Evolving RL Algorithms

To improve their RL algorithms, researchers adopt an evolutionary approach. In the first step, they created randomized graphs for the training population. Several training environments get used to train this population of agents. 

A hurdle environment is getting used to training the agents. This comfortable environment makes it easy to eliminate programs that aren’t performing well. An agent will get terminated with a score of zero if it cannot solve the hurdle environment. 

Otherwise, more challenging environments get encountered during training.

Learned Algorithms

Researchers discovered two algorithms that are good at generalizing. 

The first is DQNReg, which combines standard squared Bellman errors with a weighted Q-valve penalty. While the second learned loss function, DQNClipped, has a more straightforward form, combining the squared Bellman error and the maximum Q-value (modulo the constant). 

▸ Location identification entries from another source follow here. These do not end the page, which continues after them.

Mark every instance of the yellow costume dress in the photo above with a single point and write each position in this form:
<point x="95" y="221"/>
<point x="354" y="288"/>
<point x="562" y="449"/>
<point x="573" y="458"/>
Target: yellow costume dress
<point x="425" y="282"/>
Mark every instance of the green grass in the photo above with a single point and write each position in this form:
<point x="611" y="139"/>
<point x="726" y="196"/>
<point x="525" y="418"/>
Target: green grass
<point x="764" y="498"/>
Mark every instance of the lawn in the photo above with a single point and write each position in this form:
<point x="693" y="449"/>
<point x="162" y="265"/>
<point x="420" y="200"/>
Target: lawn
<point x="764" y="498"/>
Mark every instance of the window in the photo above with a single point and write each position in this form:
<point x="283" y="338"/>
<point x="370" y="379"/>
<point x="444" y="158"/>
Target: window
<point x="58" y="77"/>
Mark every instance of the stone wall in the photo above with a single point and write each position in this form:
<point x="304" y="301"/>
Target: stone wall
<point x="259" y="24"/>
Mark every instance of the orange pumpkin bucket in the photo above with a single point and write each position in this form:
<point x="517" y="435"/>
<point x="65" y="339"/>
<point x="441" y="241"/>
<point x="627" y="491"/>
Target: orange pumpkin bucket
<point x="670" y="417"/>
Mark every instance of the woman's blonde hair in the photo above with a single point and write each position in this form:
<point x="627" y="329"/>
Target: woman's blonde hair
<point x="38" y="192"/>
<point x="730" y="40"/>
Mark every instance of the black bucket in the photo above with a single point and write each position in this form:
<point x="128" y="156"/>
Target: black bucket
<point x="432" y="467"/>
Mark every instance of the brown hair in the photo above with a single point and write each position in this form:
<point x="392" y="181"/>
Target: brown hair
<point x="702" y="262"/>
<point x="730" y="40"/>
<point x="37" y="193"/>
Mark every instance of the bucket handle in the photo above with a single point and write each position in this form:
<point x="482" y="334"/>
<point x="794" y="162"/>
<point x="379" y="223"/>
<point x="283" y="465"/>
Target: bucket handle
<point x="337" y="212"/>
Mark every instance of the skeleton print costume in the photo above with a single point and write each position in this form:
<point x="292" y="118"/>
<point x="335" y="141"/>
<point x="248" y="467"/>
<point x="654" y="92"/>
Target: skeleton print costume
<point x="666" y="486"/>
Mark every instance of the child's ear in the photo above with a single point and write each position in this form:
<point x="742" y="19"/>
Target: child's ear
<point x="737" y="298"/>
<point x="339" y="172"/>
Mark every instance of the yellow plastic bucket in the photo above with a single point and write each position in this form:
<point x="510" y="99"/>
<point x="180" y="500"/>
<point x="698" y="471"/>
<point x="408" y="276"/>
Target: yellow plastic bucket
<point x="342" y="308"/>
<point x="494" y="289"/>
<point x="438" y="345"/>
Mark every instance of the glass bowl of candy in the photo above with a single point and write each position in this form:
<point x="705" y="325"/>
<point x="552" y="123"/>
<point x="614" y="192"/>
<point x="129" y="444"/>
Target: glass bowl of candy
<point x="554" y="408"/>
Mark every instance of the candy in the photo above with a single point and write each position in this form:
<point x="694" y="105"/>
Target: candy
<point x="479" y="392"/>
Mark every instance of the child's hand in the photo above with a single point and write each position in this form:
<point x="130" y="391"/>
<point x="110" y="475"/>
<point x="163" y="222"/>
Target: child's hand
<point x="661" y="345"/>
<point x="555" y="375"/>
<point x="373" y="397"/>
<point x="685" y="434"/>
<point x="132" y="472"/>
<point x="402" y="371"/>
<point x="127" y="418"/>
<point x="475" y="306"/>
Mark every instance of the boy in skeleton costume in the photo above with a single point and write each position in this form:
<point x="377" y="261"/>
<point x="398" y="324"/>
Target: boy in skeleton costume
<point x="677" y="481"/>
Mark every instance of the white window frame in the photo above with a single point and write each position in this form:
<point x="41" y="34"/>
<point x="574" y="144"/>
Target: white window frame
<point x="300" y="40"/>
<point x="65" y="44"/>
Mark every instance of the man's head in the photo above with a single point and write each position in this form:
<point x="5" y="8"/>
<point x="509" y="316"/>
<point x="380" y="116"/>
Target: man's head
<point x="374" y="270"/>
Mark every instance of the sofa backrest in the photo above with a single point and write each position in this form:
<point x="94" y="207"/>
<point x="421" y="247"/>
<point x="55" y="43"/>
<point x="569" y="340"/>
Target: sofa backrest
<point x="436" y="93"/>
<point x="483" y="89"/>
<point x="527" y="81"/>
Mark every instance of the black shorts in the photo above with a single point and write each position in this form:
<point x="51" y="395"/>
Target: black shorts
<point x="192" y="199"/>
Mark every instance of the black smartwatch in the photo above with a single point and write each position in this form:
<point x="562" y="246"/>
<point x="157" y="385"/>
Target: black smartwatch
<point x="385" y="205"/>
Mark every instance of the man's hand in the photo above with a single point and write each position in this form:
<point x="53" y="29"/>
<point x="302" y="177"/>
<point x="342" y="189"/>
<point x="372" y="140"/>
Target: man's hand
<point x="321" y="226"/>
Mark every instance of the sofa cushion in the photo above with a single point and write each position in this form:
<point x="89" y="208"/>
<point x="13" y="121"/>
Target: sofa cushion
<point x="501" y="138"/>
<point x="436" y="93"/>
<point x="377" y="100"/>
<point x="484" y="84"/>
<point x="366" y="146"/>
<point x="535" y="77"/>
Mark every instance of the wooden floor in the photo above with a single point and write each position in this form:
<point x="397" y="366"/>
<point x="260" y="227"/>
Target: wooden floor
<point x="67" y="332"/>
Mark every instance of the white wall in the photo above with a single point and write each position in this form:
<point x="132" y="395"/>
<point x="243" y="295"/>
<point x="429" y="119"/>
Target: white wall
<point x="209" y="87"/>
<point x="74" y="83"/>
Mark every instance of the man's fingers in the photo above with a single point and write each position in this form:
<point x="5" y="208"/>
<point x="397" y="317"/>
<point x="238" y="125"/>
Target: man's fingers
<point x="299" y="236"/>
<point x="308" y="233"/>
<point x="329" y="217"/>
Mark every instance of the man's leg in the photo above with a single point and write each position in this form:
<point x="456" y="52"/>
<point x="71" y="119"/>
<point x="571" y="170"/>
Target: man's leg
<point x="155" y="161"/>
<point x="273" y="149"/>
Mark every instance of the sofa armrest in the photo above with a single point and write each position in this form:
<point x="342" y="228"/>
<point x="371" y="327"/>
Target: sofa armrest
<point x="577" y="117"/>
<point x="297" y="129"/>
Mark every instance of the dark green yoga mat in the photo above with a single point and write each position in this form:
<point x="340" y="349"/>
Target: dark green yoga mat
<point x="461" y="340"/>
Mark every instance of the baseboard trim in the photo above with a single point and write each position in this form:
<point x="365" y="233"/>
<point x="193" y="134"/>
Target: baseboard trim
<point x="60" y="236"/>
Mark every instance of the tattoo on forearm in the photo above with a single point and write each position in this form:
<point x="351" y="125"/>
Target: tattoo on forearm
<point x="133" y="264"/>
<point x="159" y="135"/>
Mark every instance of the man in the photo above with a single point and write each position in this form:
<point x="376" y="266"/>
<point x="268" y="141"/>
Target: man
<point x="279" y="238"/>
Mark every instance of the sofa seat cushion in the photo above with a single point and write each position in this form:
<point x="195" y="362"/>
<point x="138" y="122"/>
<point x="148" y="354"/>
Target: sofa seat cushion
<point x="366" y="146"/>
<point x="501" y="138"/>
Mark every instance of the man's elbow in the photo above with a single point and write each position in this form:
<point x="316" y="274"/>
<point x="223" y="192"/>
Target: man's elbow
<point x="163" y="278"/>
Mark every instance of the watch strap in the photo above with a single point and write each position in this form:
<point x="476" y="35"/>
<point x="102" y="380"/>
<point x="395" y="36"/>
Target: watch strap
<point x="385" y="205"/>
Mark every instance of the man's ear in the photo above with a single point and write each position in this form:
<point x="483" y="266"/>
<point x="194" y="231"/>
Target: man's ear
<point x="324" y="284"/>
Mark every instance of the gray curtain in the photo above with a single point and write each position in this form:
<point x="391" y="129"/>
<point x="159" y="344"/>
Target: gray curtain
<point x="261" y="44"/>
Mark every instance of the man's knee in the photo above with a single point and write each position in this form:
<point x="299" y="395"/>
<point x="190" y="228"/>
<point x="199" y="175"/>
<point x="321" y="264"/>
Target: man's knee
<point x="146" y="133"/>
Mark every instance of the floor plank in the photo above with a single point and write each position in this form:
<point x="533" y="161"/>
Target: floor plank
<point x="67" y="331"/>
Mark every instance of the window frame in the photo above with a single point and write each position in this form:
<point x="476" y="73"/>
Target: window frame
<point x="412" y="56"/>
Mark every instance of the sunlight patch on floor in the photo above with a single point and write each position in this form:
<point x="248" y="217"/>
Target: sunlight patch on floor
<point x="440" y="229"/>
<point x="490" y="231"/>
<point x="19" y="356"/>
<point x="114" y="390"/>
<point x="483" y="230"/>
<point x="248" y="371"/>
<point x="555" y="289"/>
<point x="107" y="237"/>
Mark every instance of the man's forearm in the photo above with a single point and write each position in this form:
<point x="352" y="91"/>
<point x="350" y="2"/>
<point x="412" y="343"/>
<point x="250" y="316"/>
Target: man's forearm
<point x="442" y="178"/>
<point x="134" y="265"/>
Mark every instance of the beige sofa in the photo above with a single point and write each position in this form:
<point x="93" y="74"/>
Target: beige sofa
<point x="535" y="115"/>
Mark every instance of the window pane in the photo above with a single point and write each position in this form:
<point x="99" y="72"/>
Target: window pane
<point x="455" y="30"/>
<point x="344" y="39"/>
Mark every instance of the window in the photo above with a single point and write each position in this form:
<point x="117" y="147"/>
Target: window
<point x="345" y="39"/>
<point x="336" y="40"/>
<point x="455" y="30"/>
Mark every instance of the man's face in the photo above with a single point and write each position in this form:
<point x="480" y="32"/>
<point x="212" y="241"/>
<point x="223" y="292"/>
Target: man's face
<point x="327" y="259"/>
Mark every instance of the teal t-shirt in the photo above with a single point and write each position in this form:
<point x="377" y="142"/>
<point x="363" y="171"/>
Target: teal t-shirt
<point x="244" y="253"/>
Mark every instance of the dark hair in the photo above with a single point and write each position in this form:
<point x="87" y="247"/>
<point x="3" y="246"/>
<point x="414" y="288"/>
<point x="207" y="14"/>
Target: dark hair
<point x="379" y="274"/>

Essentially, both algorithms regularize Q-values. A Q-value that becomes too large can be minimized using DQNClipped, while DQNReg adds a soft constraint. 

Conclusion.

Reinforcement Learning is an overarching term for many distinct algorithms that solve problems differently. Some of them, such as Q-learning and SARSA, are widely used, others are experimental, and some are only theoretical. A specific application domain does not limit reinforcement learning algorithms. They can be applied to problems as diverse as robotics, games, and even computer vision, just to name a few.